И я потащилась со своим чемоданом к гостинице, я звонила тебе из каждой телефонной будки. В одной я случайно оставила книгу, что ты дал мне почитать, “Воспитание Генри Адамса”.[22] Ну и пусть: это была единственная память о тебе, лучше потерять книгу, чем тебя.
Портье прореагировал на меня точно так же, как его коллега из Салема. Такое недоверие к себе я прежде объясняла ксенофобией, но тогда впервые вдруг подумала, что все дело в том, как я одета. В пальто с длиннющими рукавами я вряд ли походила на человека, у которого есть кредитная карточка.
Я сидела в номере, похожем на салемский, и гадала, что с тобой случилось и где ты. Я звонила каждые полчаса. Я ждала, и заняться было особо нечем. Я вытащила красную ночнушку с оторванной лямкой и вспомнила, что забыла нитки и иголку.
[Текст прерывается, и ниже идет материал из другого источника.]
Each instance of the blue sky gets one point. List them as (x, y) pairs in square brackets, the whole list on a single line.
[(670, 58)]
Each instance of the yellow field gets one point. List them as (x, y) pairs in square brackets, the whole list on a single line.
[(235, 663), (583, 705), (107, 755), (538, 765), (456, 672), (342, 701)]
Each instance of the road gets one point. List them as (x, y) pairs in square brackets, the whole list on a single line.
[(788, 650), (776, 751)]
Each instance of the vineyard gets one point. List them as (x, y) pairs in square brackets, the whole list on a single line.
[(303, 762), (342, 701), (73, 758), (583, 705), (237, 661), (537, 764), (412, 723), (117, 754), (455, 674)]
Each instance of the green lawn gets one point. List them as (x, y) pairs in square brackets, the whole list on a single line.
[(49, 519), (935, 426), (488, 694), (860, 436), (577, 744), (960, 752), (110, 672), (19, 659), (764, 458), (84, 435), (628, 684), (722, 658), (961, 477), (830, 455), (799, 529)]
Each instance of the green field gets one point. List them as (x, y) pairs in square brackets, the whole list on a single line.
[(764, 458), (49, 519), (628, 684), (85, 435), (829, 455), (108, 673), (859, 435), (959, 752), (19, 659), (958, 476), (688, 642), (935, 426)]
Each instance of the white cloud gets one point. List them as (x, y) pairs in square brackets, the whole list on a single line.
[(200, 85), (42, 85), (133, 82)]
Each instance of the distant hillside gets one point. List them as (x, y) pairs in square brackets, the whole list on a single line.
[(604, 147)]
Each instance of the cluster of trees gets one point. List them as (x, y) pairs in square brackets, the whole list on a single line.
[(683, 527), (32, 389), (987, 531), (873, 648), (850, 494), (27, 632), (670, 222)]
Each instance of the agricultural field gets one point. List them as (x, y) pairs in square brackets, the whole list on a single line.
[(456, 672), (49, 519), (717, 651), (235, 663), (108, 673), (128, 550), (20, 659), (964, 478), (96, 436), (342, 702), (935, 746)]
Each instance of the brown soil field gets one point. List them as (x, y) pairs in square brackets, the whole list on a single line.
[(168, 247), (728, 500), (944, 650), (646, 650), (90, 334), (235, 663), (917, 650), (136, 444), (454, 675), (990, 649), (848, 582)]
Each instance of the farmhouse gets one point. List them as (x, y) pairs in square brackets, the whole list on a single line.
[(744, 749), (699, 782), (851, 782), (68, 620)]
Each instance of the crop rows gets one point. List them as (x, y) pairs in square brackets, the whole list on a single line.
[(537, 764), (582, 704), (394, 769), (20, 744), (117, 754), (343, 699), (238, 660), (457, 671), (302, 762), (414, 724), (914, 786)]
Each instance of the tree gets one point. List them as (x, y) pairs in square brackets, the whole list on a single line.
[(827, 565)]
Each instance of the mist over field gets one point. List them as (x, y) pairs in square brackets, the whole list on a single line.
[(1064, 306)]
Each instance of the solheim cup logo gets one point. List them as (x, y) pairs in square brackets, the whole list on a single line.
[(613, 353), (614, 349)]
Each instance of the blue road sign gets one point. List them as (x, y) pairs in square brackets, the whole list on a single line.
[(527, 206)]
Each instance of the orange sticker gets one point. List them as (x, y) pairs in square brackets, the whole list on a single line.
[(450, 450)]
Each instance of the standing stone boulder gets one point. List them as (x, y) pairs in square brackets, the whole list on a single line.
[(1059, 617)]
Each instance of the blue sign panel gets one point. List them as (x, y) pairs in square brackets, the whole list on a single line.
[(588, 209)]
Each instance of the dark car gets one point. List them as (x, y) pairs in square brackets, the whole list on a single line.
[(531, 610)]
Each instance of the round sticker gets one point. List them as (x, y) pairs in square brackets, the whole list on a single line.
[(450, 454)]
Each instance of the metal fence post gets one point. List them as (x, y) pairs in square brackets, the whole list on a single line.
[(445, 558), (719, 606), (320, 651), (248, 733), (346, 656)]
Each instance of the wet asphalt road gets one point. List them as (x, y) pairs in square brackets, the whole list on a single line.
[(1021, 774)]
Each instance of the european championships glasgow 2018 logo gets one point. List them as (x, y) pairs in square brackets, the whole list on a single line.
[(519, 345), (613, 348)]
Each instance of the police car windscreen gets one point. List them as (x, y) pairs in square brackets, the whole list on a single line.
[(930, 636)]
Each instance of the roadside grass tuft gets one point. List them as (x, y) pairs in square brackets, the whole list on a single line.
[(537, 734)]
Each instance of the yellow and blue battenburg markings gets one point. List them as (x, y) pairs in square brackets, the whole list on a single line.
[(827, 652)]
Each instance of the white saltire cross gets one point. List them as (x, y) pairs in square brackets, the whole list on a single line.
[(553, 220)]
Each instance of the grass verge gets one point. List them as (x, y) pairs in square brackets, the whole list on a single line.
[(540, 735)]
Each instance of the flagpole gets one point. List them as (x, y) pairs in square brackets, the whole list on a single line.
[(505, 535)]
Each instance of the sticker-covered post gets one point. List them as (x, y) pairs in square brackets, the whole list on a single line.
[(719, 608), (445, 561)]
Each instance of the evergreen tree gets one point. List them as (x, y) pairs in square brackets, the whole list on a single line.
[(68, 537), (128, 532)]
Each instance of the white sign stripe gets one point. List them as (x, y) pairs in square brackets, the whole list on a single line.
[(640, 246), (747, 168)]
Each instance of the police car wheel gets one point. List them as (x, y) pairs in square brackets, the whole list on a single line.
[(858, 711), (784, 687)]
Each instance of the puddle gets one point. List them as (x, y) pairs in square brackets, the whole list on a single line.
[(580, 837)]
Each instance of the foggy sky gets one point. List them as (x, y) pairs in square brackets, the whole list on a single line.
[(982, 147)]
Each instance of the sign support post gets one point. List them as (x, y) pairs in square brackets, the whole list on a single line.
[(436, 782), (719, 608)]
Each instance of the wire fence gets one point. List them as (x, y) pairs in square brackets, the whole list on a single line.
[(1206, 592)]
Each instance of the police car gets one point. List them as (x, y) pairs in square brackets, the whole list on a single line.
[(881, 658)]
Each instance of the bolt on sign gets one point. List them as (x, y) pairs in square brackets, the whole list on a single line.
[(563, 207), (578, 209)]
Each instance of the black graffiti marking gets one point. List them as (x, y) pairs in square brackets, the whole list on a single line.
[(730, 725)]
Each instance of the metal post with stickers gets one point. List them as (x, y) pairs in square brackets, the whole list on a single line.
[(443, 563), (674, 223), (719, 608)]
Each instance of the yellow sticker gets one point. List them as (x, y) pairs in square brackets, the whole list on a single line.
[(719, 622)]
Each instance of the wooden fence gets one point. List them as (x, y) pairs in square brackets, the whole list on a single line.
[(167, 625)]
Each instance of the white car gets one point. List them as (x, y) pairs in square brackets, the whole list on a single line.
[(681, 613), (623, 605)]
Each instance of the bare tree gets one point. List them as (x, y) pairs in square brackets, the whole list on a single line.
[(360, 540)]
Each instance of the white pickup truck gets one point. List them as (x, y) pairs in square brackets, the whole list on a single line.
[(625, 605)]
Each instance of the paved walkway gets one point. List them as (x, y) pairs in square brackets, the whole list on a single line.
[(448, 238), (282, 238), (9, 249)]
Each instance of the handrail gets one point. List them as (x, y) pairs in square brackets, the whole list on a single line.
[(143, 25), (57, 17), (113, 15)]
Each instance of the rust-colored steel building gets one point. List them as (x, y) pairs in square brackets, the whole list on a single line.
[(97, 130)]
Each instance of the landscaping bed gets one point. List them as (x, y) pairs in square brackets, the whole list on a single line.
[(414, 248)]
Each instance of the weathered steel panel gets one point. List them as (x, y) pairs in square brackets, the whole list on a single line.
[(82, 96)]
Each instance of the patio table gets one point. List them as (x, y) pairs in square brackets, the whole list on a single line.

И английской булавки у меня не было. Хотела принять душ, но кто-то все время крутил ручку в двери — я накинула цепочку, но все равно предпочла не рисковать. Даже пальто не сняла. Я уже решила, что ты мне дал неправильный номер или, того хуже, что я тебя выдумала.
Наконец, около семи вечера, на том конце сняли трубку. Женский голос. Когда я попросила тебя, она рассмеялась, нехорошо так.
Я слышала, как она сказала:
— Эй, Голос Судьбины, тебя какая-то девчонка. — Ты взял трубку, голос словно издалека.
— Ты где? — спросила я, стараясь приглушить нотки ворчливой жены. — Я тебе звоню с половины третьего.
— Я у друга, — сказал он. — Она утром проглотила упаковку снотворного. И я ее выгуливал.
— Ох, — сказала я. Мне казалось, что друг — мужчина. — Почему ты не отвез ее в больницу?
— Здесь в больницы отправляют только в крайнем случае.
— А зачем она это сделала? — спросила я.
— Кто знает, — сказал ты. Раздраженно, будто злишься, что тебя впутали, пусть и ненароком. — Наверное, развлекалась. — В глубине комнаты женщина сказала что-то вроде “Ах ты дерьмец”.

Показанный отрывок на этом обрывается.